Open Security Verifiers

An integrated suite of composable security and alignment RL environments for Prime Intellect's Environments Hub. This project implements verifiable, executable rewards for training and evaluating AI systems on critical security tasks.

Vision & Approach

Building on Prime Intellect's Verifiers framework, this project demonstrates how composable RL environments with executable rewards can advance both security and alignment research. Our environments share schemas, tools, and evaluation methods so skills transfer across tasks.

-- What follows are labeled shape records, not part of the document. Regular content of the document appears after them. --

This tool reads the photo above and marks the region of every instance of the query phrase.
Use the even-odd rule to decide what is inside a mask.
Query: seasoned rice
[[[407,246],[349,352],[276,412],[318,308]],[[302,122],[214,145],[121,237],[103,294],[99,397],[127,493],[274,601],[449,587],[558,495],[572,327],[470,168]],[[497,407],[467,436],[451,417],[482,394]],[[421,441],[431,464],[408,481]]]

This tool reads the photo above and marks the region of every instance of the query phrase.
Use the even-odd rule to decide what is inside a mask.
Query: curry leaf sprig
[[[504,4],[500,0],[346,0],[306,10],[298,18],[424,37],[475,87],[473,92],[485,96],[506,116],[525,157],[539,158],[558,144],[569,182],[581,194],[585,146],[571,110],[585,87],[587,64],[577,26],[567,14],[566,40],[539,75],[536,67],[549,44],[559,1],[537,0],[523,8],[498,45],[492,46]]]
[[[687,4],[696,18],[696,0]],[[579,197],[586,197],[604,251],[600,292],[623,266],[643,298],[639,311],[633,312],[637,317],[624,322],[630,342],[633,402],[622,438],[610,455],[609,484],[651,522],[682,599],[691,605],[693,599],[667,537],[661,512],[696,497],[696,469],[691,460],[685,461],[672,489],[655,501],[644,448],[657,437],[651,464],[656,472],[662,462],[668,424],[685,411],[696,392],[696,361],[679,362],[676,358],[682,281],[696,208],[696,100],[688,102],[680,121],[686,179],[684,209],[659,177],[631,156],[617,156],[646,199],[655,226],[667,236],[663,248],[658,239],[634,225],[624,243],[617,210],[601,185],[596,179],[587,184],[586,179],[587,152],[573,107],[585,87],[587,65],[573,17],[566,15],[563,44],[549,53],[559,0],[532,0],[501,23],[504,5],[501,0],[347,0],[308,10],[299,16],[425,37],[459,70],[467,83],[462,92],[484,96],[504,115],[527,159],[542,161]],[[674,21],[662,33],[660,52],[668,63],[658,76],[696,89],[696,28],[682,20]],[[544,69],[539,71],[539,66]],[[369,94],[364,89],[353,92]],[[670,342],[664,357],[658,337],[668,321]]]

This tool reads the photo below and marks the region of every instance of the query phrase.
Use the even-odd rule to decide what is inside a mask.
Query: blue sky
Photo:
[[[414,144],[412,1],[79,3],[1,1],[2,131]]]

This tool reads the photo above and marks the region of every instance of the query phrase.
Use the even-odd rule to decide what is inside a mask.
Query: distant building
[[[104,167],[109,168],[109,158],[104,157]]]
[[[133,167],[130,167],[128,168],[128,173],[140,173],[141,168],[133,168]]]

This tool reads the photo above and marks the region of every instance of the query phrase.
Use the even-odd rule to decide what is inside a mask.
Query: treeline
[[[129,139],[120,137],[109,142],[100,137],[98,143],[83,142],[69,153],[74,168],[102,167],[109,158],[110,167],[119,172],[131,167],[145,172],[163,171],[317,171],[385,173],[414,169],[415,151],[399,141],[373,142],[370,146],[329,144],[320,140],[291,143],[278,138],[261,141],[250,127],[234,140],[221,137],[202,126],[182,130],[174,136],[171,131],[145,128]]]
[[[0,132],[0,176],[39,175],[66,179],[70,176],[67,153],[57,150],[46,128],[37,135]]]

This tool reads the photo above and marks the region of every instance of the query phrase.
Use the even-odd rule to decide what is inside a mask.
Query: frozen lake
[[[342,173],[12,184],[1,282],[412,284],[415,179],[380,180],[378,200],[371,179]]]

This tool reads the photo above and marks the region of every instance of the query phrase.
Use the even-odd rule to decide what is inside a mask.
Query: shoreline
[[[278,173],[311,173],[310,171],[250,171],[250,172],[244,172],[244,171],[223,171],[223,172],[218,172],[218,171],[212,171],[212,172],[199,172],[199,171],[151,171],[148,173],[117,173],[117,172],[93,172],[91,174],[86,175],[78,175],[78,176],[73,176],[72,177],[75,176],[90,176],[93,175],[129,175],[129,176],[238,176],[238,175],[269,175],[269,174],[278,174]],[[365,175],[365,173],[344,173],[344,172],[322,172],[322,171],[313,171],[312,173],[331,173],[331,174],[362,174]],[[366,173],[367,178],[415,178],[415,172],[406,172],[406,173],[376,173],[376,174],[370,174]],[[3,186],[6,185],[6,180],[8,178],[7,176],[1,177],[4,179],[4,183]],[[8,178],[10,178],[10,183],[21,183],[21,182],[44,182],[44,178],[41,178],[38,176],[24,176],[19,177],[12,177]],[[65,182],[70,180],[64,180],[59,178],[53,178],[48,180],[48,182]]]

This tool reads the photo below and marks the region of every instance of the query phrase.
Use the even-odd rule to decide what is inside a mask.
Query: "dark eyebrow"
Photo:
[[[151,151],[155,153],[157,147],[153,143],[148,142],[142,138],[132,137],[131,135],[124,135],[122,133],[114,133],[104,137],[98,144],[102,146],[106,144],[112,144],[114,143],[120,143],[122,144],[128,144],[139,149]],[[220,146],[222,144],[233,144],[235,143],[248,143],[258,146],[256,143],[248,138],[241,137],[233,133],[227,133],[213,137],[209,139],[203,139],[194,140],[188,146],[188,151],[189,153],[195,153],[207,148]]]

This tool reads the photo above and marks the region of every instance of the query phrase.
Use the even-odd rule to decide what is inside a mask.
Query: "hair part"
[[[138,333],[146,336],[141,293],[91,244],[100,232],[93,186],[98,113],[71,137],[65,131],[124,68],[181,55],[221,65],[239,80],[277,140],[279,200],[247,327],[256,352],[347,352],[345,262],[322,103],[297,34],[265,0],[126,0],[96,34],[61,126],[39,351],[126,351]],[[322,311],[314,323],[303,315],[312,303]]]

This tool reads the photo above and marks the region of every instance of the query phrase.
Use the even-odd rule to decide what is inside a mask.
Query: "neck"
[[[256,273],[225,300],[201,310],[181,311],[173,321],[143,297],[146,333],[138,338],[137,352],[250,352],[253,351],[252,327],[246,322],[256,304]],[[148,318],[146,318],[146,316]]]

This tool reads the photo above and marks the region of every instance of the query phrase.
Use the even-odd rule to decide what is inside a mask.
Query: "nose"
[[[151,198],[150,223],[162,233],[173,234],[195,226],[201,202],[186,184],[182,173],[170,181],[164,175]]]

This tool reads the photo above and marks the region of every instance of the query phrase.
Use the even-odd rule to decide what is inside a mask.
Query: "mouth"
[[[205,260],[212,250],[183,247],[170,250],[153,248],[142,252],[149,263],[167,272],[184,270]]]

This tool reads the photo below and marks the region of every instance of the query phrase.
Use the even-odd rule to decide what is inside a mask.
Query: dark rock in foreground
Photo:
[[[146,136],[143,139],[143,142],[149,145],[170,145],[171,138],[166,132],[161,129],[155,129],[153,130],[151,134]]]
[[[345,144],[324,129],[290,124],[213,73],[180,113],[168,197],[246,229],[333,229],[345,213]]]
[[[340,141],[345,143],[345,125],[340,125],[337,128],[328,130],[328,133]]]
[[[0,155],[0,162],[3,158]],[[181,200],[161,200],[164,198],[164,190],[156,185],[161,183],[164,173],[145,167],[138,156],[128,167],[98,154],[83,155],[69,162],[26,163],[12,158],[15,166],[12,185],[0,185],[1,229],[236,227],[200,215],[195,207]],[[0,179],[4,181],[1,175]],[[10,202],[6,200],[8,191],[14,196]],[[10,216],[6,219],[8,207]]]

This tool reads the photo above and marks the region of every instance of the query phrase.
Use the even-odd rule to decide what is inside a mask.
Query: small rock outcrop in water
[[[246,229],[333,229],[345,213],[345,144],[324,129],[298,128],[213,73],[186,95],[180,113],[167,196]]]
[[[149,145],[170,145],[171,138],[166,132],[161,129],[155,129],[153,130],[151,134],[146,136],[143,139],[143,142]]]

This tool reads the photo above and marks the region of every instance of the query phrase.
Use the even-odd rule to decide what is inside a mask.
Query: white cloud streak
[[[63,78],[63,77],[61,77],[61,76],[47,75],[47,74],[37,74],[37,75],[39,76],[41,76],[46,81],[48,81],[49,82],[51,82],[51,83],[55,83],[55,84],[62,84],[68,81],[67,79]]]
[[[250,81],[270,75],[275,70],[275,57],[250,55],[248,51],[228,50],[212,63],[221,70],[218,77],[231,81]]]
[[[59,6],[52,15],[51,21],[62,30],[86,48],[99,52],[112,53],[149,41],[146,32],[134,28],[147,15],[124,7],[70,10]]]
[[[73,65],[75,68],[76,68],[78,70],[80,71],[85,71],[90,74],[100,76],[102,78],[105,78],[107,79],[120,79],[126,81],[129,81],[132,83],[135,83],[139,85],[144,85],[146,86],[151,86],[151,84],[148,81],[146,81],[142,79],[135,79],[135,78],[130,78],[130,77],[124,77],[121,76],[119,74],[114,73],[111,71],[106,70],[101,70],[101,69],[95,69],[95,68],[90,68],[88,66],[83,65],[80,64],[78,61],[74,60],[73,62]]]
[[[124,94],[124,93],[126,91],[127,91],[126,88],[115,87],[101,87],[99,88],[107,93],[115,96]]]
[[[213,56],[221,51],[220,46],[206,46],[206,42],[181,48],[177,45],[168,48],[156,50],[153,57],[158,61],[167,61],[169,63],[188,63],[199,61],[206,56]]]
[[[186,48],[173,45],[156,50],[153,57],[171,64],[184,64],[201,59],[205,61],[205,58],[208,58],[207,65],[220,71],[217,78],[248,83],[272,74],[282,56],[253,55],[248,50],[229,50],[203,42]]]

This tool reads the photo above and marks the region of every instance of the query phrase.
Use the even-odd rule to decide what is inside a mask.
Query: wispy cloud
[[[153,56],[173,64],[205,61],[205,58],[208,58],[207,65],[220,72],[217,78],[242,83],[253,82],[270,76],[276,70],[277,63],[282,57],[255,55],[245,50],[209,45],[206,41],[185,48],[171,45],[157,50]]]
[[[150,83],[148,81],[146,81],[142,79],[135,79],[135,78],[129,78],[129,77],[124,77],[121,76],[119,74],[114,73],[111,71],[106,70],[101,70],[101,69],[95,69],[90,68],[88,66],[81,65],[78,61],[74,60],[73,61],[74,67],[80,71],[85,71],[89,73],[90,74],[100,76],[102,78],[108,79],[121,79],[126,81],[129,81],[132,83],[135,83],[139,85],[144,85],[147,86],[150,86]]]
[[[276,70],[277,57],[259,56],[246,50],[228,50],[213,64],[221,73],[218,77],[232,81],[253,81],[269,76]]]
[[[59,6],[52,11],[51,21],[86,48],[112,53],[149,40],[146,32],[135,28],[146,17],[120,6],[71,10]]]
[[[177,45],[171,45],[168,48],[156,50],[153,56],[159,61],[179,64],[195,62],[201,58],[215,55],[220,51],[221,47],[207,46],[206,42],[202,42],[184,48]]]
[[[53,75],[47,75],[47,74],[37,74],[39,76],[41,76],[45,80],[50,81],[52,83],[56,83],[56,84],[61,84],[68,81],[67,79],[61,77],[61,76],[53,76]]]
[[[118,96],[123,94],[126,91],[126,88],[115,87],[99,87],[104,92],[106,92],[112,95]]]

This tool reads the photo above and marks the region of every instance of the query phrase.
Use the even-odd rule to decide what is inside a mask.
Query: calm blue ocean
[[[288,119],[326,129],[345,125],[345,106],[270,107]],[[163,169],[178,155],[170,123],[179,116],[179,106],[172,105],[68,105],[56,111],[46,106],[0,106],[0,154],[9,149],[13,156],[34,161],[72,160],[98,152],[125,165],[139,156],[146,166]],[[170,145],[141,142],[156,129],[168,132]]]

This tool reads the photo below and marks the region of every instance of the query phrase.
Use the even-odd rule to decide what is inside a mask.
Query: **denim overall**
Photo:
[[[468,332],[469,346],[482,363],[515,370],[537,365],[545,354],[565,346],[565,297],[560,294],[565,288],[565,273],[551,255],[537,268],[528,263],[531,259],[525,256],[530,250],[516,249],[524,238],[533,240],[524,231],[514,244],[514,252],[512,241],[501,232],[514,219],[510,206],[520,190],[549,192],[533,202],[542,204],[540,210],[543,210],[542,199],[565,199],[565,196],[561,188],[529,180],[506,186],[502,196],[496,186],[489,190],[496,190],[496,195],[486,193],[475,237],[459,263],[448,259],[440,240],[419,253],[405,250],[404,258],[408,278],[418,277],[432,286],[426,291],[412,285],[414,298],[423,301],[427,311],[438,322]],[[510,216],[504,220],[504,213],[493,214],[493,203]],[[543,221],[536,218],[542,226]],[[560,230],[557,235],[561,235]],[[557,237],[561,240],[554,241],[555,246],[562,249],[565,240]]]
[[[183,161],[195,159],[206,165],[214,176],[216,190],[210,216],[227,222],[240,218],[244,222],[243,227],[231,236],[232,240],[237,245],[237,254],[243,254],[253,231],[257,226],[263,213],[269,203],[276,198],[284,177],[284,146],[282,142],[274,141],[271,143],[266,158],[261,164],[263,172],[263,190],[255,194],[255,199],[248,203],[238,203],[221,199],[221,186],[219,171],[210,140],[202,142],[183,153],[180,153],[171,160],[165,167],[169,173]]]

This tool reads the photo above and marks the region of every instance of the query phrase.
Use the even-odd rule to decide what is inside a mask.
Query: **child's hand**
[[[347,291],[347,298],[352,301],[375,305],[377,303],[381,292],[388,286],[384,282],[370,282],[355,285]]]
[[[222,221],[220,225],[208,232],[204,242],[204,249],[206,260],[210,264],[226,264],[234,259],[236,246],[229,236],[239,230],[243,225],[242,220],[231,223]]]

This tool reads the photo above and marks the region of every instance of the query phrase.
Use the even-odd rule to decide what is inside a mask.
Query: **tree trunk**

See EXECUTIVE_SUMMARY.md for the high-level vision and PRD.md for detailed specifications.

Environment Suite

Production-Ready

sv-env-network-logs: Network log anomaly detection with calibration and abstention using shared parsers and reward helpers
sv-env-config-verification: Tool-grounded configuration auditing using OPA/Rego, KubeLinter, and Semgrep with patch-aware rewards

Alpha / Preview Releases

sv-env-phishing-detection: Phishing detection with evidence-seeking and calibrated abstention
sv-env-code-vulnerability: Vulnerability repair with patch-and-test loops
sv-env-redteam-attack: Red-team attack simulator for eliciting unsafe outputs
sv-env-redteam-defense: Adversarial alignment defender balancing helpfulness and harmlessness (docs)

Prime Intellect Environments Hub

Security Verifiers environments are fully compatible with Prime Intellect's Environments Hub. Deploy and use environments with flexible dataset loading strategies.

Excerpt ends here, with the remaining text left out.